Poly(ADP-ribose) polymerase (PARP)-1, which plays a key role in DNA repair, inflammation and transcription, has recently been shown to be involved in angiogenesis. Aim of the study was to investigate PARP-1 role in melanoma aggressiveness and chemoresistance in vivo using clones stably silenced for PARP-1 expression. While the growth characteristics of PARP-1-deficient melanoma cells were comparable to those of PARP-1-proficient cells in vitro, their tumorigenic potential in vivo was significantly compromised.
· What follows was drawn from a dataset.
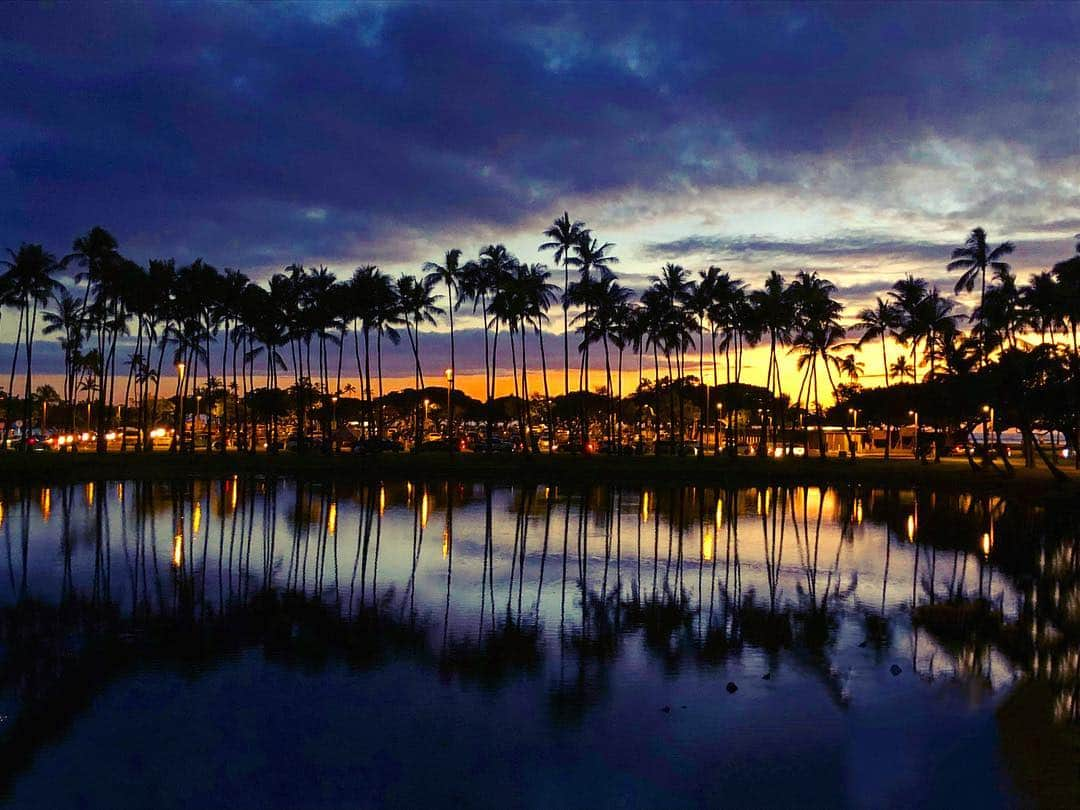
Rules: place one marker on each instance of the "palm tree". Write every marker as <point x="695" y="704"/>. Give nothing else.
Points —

In fact, mice challenged intra-muscle with PARP-1-deficient cells showed a delayed development of measurable tumor nodules, which were also significantly reduced in size with respect to those of mice inoculated with PARP-1-proficient cells. Moreover, animals challenged intra-cranially with PARP-1-deficient cells, a model that mimics CNS localization of melanoma, showed an increased survival. Immunohistochemical analyses of PARP-1-depleted melanoma grafts indicated a reduced expression of the angiogenesis marker PECAM-1/CD31 and of the pro-inflammatory mediators TNF-a and glucocorticoid-induced TNFR-related protein (GITR). Notably, PARP-1-silenced melanoma was extremely sensitive to temozolomide, an anticancer agent used for the treatment of metastatic melanoma in vitro and in vivo. In conclusion, these findings provide a novel implication for PARP-1 in cancer development and underscore the importance of targeting PARP-1 for cancer therapy.